Bsf Status,5 |0|01 0110 1000 0011|0|000010 Bit 5 is RP0, status is 3
  (Prog)     |                     |001000 Bsf is 01 01bb bfff ffff.
  (ReadBack) |0|-- ---- ---- ----|0|000100
  (Inc)      |                     |000110

The PIC needs just two signals to program it: a clock input and data signal. My hardware is (relatively speaking) super simple.

I use an astoundingly primitive 555 timer chip in its monostable (one shot) mode to debounce the clock. All I needed was a couple of capacitors and resistors to give a 0.2s delay and it would eliminate bounce. All the information I needed came from the wikipedia page on the 555 timer.

The data button was a bit more challenging.
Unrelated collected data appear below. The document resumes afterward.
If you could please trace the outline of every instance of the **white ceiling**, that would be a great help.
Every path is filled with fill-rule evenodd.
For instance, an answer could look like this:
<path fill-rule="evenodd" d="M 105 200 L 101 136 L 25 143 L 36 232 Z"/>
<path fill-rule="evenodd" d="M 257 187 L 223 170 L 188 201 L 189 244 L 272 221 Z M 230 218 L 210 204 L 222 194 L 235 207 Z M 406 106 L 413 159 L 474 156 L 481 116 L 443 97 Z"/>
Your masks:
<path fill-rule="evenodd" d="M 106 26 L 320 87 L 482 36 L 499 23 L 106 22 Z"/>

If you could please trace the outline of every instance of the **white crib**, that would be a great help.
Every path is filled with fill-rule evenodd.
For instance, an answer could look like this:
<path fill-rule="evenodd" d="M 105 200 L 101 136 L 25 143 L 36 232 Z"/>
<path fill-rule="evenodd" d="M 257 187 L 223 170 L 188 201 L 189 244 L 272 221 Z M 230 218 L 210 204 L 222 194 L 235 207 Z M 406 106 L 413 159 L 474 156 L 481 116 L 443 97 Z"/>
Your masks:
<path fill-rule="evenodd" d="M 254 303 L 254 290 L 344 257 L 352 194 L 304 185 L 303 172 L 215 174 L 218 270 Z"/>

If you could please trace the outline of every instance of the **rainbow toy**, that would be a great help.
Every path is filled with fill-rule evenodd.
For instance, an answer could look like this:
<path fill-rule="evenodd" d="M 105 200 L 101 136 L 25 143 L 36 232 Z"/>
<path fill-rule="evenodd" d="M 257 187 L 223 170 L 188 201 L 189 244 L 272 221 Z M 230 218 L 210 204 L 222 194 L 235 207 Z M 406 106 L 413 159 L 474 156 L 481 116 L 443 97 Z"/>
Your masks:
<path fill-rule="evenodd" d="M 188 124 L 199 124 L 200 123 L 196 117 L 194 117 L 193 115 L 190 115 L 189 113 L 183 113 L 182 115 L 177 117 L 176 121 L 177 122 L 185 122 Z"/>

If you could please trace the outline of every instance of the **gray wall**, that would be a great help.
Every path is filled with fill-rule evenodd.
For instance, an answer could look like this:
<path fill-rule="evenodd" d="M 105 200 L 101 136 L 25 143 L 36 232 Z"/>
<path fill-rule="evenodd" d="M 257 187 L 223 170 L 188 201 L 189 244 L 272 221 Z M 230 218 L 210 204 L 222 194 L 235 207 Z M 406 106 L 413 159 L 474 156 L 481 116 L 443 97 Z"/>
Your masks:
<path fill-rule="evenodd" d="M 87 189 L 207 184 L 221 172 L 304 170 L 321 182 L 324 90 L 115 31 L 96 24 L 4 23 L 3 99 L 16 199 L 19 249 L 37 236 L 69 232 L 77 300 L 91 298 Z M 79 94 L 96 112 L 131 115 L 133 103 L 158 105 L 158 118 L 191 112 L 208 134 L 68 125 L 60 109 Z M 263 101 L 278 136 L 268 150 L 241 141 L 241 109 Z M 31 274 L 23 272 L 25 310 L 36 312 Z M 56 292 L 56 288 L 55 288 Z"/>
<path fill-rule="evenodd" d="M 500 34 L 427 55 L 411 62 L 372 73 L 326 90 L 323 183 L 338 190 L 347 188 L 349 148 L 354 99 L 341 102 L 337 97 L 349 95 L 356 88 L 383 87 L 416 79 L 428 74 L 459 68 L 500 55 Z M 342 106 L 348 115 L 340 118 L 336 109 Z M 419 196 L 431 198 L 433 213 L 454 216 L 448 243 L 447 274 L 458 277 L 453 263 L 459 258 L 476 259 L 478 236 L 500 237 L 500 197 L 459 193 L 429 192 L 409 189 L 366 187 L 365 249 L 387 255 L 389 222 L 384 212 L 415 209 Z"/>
I used a few resistors and a red LED as I needed Vdd when I pressed the button, less than 0.8V when I let go, but I also needed to enable the DAT line to drive the LED when verifying data and not exceed current limits even if I accidentally pressed the button when the DAT was trying to output. One of the downsides to this approach is that the LED is barely visible on the video, though in retrospect I think I could have halved the resistor values and it would have been fine.

Finally, I needed a 12V programming voltage for the PIC, and then used a basic 7805 voltage regulator to generate the 5V Vdd voltage for the 555 and PIC. The currents are so small I didn't need to worry about a heatsink for the 7805.

On a PIC it's not good enough just to program the flash, I needed to change the internal configuration to stop the Watchdog from resetting the PIC after 4ms and to use the internal oscillator instead of an external RC oscillator. The spec on programming the configuration is rather confusing, because the sequence to go into config mode requires the full 14-bit configuration setting, and then you have to enter it again as a normal programming instruction.

With some experimentation I got it right in the end! With a bit more detail, I started off by finding out how I could enter one instruction (after running the erase command), and then two instructions. I made two attempts to program the entire program - in the first attempt I made a mistake on the last-but-one instruction and had to start again, I videoed both of them so although the toggling sequence is complete and not spliced from multiple attempts, it wasn't the first attempt.

I had a similar problem with the configuration. It took a few attempts at that to get it right and at one point I thought I had configured it to use an external oscillator and couldn't read the flash anymore. In fact I had mis-inserted the VPP to the right of the 7805's IN pin.

So, it's possible, but not very practical to manually toggle program an MCU, but perhaps survivalist geeks might find it useful in some post-apocolyptic dystopia!